THE REAGAN HORROR PICTURE SHOW: Shock Treatment. This is “the other Richard O’Brien movie,” basically: a quasi-sequel to The Rocky Horror Picture Show. And if you’re thinking there’s a reason lightning didn’t strike twice, you’re right–but Shock Treatment is still immensely, totally fun, and you guys should see it! I loved it.

It opens with a fairly tame satire of feel-good television and local boosterism, at the Denton (Home of Happiness) TV station. Even at the start, three of the most notable aspects of the movie are in place: The tunes are incredibly catchy (I have “Denton, Denton U.S.A.!” ringing in my head right now…), the style is ’80s rather than ’70s (it’s incredibly fun to hear O’Brien tackle the first hints of MTV pop and New Wave), and the satire is much broader and more open than in RHPS. Rocky Horror isn’t fundamentally satirical; Shock Treatment is. I’m guessing that’s one reason the much more protean RHPS is the one that became a cult hit. You would definitely not find lyrics about Denton’s “tolerance for/the ethnic races” in Rocky. Similarly, there’s a later, really fun song, which ends with the lines, “Faggots/are maggots!/Thank God I’m a man,” which: too broad for Rocky by a country mile.

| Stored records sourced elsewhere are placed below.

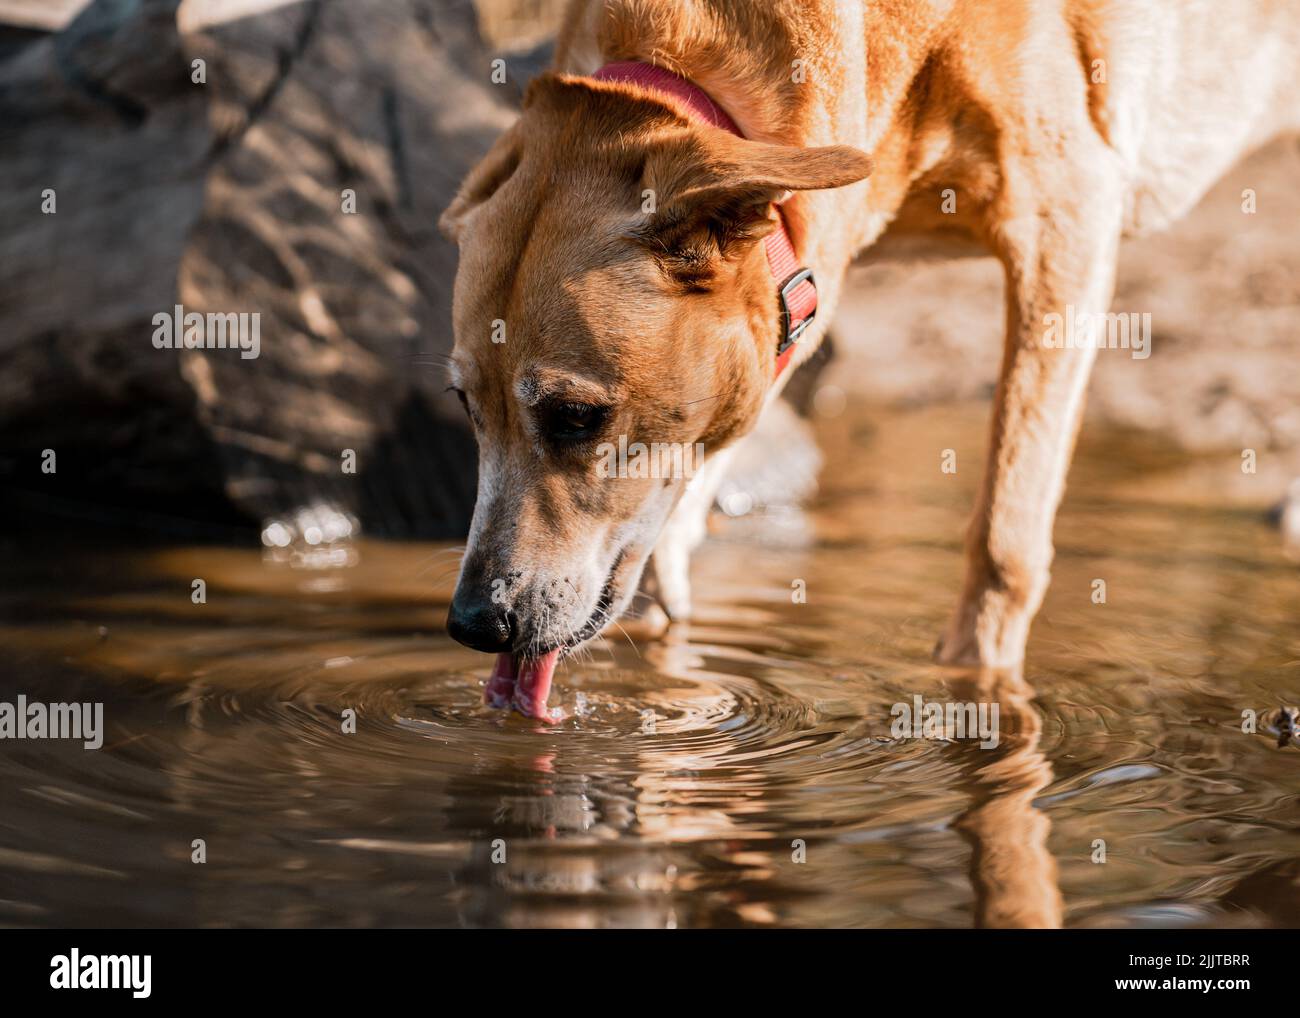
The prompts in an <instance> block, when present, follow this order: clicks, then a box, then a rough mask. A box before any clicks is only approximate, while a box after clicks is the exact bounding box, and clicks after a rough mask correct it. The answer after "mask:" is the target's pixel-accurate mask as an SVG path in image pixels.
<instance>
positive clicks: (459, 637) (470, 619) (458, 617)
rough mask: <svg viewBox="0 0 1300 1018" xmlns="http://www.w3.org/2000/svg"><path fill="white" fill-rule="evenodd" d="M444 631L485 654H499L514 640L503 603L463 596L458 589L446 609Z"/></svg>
mask: <svg viewBox="0 0 1300 1018" xmlns="http://www.w3.org/2000/svg"><path fill="white" fill-rule="evenodd" d="M447 632H448V633H451V638H452V640H455V641H458V642H460V644H464V645H465V646H467V647H473V649H474V650H482V651H485V653H487V654H500V653H502V651H506V650H510V649H511V646H512V645H513V642H515V631H513V627H512V625H511V621H510V612H508V611H506V607H504V605H497V603H495V602H491V601H474V599H472V598H461V597H460V593H459V592H458V593H456V597H454V598H452V599H451V611H448V612H447Z"/></svg>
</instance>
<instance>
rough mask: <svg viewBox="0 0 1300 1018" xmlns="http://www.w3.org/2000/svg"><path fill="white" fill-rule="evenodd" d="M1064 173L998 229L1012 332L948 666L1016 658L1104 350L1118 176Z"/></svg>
mask: <svg viewBox="0 0 1300 1018" xmlns="http://www.w3.org/2000/svg"><path fill="white" fill-rule="evenodd" d="M1092 166H1097V164H1096V163H1095V164H1092ZM1062 181H1065V182H1069V183H1070V187H1063V189H1062V190H1060V191H1057V190H1056V189H1053V199H1054V200H1053V202H1052V203H1049V202H1026V203H1019V204H1018V205H1017V207H1014V212H1010V215H1006V216H1004V217H1001V220H1000V222H998V224H997V226H996V228H995V230H993V235H995V237H996V238H997V247H998V248H1000V250H998V255H1000V257H1001V259H1002V261H1004V265H1005V267H1006V278H1008V294H1006V303H1008V334H1006V346H1005V350H1004V356H1002V373H1001V378H1000V381H998V385H997V393H996V395H995V406H993V420H992V429H991V438H989V450H988V459H987V464H985V473H984V478H983V484H982V489H980V493H979V498H978V502H976V507H975V516H974V520H972V521H971V525H970V530H969V532H967V542H966V554H967V563H966V581H965V585H963V590H962V597H961V602H959V603H958V606H957V610H956V611H954V614H953V616H952V620H950V623H949V625H948V629H946V632H945V633H944V636H943V638H941V640H940V642H939V646H937V647H936V650H935V657H936V658H937V659H939V660H940V662H943V663H946V664H980V666H992V667H1011V666H1015V664H1018V663H1019V662H1021V660H1022V659H1023V657H1024V644H1026V640H1027V637H1028V631H1030V623H1031V621H1032V620H1034V615H1035V612H1036V611H1037V608H1039V605H1040V603H1041V601H1043V595H1044V593H1045V592H1047V586H1048V575H1049V567H1050V563H1052V525H1053V520H1054V519H1056V511H1057V506H1058V504H1060V502H1061V497H1062V494H1063V491H1065V477H1066V472H1067V471H1069V465H1070V456H1071V454H1073V451H1074V441H1075V436H1076V433H1078V428H1079V420H1080V417H1082V413H1083V403H1084V390H1086V387H1087V384H1088V374H1089V371H1091V368H1092V363H1093V359H1095V354H1096V350H1095V346H1093V343H1092V342H1091V341H1093V339H1095V334H1093V333H1092V328H1093V325H1095V324H1096V322H1097V321H1100V319H1101V316H1102V315H1104V313H1105V312H1106V311H1108V308H1109V304H1110V296H1112V291H1113V286H1114V270H1115V256H1117V248H1118V238H1119V225H1121V209H1122V203H1121V200H1119V187H1118V185H1117V183H1109V185H1108V182H1106V181H1105V174H1104V172H1101V170H1097V172H1096V174H1095V176H1093V177H1092V178H1082V177H1080V176H1079V174H1078V173H1074V174H1069V173H1066V172H1065V170H1062V173H1061V174H1060V176H1058V178H1057V185H1058V186H1060V183H1061V182H1062ZM1009 211H1010V209H1009ZM1056 316H1060V319H1057V317H1056ZM1089 316H1091V317H1092V322H1089V321H1088V319H1089ZM1071 324H1078V325H1075V328H1074V329H1073V330H1071V329H1070V325H1071ZM1102 329H1104V325H1102Z"/></svg>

Its themes are almost eerily ’80s in their specificity: marital breakdown (Brad and Janet are in trouble, and the shock treatment of the title is intended to make Brad a better husband), anxieties of masculinity, and the nexus of consumerism and televangelism. This is a much more bourgeois movie than Rocky. (And, sadly, much less gay.) It’s less sexy, too, with the exception of a brief, fondly perverse interlude between O’Brien’s character (not Riffraff) and Patricia Quinn’s (not Magenta).

Random note: Susan Sarandon was replaced by Jessica Harper as Janet. This works not only because Harper is good enough to handle the fairly blank role, but also because her voice is much darker and huskier than Sarandon’s, which is a fun, unexpected interpretation of Janet’s changed personality after marriage. She’s certainly not an iconic actress like Sarandon; but she doesn’t have to be.